Na textura macia e no aroma inconfundível de um Queijo Minas artesanal, existe mais do que tradição: há um universo invisível de microrganismos que conta histórias, transmite heranças culturais e define identidades de uma terra. É justamente esse mundo microscópico — presente no famoso “pingo” — que Minas Gerais decidiu preservar com rigor científico. A partir de um investimento de R$ 2,1 milhões, a Epamig (Empresa de Pesquisa Agropecuária de Minas Gerais) deu início à criação da primeira “Queijoteca Artesanal” do Brasil, um acervo vivo que vai catalogar os microrganismos que conferem autenticidade aos queijos mineiros.
A ideia é simples, mas poderosa: armazenar e estudar as comunidades bacterianas únicas que vivem no soro fermentado tradicionalmente usado na fabricação do queijo, o chamado “pingo”. Esse ingrediente, passado de geração em geração, carrega uma assinatura biológica exclusiva de cada região produtora, influenciando diretamente o sabor, a textura e o aroma do produto final. Ao tratá-lo como patrimônio genético, a ciência reconhece o que os produtores sempre souberam: o pingo é o coração vivo do queijo.

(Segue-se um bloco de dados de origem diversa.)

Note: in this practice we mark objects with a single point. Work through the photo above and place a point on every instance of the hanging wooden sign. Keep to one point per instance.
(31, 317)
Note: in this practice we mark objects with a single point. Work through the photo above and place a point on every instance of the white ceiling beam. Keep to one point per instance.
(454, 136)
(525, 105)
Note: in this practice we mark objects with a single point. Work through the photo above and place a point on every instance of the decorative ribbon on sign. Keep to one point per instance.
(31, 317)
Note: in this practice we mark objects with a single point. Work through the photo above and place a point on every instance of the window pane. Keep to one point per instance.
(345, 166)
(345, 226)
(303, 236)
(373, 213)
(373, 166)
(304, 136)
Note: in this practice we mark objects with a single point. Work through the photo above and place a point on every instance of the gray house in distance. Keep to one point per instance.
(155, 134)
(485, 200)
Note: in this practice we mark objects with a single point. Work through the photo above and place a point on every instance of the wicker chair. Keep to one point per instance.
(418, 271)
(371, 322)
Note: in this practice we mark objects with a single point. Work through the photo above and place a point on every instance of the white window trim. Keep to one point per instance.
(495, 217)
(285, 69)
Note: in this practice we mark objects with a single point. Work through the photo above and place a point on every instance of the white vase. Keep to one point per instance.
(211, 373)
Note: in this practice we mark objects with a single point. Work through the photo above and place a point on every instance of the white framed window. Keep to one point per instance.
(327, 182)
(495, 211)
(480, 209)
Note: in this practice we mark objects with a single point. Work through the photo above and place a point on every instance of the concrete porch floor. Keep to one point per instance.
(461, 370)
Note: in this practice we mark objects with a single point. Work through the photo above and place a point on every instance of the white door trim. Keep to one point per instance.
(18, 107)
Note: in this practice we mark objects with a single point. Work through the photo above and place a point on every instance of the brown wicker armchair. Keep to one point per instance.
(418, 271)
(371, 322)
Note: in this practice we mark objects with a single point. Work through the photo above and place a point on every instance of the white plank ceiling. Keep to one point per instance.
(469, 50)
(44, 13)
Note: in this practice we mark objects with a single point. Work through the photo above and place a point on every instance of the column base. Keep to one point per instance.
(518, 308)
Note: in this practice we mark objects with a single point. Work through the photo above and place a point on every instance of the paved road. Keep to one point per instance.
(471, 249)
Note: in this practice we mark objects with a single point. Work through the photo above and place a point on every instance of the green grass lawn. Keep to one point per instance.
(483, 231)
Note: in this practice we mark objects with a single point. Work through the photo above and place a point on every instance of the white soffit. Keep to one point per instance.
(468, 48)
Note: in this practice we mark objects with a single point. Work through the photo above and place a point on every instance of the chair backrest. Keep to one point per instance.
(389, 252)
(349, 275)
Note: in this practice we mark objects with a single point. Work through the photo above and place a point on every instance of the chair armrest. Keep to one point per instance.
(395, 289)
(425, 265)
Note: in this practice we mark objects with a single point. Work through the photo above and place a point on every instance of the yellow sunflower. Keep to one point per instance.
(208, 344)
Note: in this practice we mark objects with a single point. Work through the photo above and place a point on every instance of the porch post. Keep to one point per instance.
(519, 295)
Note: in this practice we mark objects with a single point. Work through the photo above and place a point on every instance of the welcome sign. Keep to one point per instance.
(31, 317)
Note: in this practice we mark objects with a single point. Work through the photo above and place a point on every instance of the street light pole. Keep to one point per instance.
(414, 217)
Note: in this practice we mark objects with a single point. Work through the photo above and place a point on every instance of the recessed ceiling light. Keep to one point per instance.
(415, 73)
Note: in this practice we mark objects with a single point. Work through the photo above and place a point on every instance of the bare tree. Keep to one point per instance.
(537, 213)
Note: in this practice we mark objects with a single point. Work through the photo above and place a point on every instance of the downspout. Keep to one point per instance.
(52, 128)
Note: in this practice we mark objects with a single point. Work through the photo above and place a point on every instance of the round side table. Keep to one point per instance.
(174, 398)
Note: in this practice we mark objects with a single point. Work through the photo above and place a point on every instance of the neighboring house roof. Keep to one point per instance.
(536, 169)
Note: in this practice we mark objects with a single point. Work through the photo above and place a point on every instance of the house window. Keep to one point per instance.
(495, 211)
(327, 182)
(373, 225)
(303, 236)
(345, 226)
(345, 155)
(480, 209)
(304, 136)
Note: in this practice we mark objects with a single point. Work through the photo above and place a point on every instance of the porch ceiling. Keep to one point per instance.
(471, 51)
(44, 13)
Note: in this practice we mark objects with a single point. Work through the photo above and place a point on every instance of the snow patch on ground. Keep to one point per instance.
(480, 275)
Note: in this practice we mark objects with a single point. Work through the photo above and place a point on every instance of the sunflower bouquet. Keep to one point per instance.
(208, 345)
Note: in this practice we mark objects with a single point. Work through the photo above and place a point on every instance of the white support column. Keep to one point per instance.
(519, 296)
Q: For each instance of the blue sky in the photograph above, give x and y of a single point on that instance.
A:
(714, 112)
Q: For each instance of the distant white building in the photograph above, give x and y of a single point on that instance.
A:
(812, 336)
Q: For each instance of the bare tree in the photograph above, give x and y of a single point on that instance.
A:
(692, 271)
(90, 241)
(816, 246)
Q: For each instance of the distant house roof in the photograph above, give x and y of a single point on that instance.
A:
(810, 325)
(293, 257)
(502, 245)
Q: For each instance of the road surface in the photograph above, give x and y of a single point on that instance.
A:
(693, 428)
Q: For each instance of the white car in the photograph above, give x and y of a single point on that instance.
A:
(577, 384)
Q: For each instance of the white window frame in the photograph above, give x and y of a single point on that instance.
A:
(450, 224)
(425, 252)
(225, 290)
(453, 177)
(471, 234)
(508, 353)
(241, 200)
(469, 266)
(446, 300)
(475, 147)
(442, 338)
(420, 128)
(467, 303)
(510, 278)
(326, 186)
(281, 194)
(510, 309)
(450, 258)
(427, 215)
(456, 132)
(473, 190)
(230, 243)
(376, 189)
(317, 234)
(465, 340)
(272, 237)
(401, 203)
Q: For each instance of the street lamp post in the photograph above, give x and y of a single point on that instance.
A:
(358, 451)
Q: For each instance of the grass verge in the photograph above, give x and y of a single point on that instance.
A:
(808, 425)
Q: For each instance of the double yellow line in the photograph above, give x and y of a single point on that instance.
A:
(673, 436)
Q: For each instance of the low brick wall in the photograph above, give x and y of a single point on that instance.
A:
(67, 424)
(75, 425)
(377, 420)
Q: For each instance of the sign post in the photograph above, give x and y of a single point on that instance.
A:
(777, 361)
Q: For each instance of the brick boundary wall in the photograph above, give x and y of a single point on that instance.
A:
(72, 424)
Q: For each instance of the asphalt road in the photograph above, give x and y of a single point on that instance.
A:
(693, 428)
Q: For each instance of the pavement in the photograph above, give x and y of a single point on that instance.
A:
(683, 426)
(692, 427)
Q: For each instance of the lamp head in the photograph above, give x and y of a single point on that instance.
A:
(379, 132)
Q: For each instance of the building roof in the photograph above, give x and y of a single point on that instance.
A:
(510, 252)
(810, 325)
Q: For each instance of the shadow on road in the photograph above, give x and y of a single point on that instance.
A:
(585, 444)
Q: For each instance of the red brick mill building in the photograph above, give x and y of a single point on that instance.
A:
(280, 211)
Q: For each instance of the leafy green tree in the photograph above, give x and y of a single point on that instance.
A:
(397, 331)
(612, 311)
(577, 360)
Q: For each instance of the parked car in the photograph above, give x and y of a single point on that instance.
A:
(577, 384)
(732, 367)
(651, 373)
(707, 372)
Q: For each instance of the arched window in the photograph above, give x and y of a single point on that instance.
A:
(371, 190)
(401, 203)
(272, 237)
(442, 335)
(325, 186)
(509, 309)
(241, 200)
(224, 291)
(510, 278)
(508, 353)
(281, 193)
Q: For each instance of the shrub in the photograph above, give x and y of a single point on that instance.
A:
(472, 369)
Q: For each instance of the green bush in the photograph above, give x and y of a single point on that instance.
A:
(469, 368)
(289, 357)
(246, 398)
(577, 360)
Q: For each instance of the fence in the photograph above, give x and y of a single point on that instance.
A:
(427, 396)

O saber popular no centro da inovação
A “Queijoteca” não nasce isolada. Ela é fruto de uma aliança entre pesquisadores, famílias produtoras e políticas públicas que valorizam o saber tradicional como ponto de partida para a inovação. Em campo, o projeto percorre as dez regiões mineiras oficialmente reconhecidas como produtoras de queijo artesanal, ouvindo quem está na lida diária com o leite cru, enfrentando intempéries, transformando tentativas em conquista.
A história da família Tarôco, no Campo das Vertentes, representa bem esse elo entre passado e futuro. Após anos de esforço, sua queijaria conquistou a primeira certificação estadual em 2015 e hoje distribui produtos por todo o Brasil. É esse tipo de empreendimento, enraizado na tradição mas aberto à ciência, que a pesquisa pretende fortalecer. A expectativa é que, ao mapear os microrganismos presentes em cada variedade regional, seja possível desenvolver fermentos naturais exclusivos e, com isso, garantir a identidade de cada queijo — protegendo-o até mesmo de possíveis padronizações industriais.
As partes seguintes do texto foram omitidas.